Mimi,

Good questions, all. Responses below.

Mimi Yin wrote:
Just to clarify, I'm suggesting we only 'auto-save' in cases where the user would need to explicitly click 'Save' anyway, aka when they "click away from the item and the DV changes what it displays".

Ah, good. I'm glad we're not talking about some kind of background-save process.

But in trying to imagine how the auto-save described above would work, it seems to me that we are trying to gloss over something in the process that has huge significance -- the time it takes to save the data. In trying to hide it, we're going to create an app that feels horribly pokey.

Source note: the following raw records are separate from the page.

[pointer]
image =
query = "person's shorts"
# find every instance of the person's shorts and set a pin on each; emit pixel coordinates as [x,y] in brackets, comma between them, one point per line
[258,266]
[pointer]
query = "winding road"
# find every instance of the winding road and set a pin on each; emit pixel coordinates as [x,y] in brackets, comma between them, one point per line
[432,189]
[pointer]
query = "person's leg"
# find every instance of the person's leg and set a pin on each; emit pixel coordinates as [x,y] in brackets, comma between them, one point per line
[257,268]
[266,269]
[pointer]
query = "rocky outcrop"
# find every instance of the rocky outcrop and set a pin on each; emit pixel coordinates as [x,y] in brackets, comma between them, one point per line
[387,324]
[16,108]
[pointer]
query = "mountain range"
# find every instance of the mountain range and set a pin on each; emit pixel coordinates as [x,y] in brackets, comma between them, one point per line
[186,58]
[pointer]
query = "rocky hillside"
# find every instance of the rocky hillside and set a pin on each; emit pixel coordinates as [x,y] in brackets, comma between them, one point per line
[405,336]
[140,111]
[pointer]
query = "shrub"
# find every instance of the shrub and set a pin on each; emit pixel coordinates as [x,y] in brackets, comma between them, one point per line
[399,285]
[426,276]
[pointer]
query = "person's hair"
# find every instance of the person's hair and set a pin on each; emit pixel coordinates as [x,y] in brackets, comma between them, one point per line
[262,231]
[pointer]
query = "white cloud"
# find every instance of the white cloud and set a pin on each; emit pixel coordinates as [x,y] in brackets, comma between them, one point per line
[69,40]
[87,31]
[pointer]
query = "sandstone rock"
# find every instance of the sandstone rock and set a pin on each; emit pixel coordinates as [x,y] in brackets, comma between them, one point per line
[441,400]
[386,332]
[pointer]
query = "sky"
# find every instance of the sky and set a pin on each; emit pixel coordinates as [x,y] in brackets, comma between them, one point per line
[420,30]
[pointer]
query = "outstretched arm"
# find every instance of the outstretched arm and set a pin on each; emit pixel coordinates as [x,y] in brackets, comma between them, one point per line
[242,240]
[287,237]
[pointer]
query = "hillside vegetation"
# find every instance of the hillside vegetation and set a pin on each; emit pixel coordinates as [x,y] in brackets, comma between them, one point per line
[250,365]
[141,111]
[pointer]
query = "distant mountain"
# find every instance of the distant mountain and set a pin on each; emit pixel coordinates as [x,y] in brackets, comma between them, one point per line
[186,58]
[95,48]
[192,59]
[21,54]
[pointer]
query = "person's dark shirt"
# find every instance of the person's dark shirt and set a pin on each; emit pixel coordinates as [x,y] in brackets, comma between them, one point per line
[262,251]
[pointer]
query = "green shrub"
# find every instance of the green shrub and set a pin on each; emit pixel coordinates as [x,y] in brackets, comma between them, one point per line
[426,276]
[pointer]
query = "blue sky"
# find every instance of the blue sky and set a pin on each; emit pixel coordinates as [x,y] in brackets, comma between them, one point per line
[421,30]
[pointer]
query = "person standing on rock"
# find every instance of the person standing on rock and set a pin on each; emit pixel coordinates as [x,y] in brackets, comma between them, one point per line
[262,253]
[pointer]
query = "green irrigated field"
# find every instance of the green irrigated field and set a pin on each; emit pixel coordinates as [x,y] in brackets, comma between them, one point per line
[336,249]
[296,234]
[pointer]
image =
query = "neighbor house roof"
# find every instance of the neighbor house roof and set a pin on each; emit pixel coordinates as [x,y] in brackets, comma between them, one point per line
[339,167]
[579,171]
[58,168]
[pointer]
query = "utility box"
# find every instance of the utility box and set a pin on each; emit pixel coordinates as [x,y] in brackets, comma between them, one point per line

The best way to make a Web UI feel snappy is to give the user immediate feedback when they take some kind of action. In the case of clicking on an event lozenge, the user's intent is to *select a new event.* They click on the lozenge, and boom, it's there. Right now all that is instantaneous, and the app feels nice and snappy.

If we were to implement that kind of auto-save, then sometimes clicking on a new event would give you selection of the new event instantaneously, and sometimes (if there have been changes) there would be a really ponderous waiting process while the *previously selected event* goes into a processing state, and the app does it's chug-chug-chug talking to the server, before the new event is finally selected. That's not going to feel snappy, it's going to feel really slow.

Well, I think the problem we're facing right now is that we fear users won't remember to save at all.

I can see that being a genuine concern. There is a very simple step we can take to avoid that -- prompting users about unsaved changes when needed. That's standard practice in Web UIs.

Anyone who has worked with a Web app for any amount of time generally understands fairly quickly that they need to send their changes to the server for them to be saved. It's a really relevant fact of the end-user experience with a Web app, and I don't think it's something we really can, or should try, to hide from them.

Now, if someone were composing a long message or writing up meeting notes in the Notes field, then yes I agree with your analysis. But I don't think we're expecting that for Preview.

That makes good sense. I understand there are different targeted use-cases for Preview.

However, whether it's just for Preview, or for the longer-term when we anticipate there being people doing the majority of their work in the Web UI, I feel very strongly that we should let the Web app be a Web app, and leverage existing Web conventions unless there's some big value in throwing them out.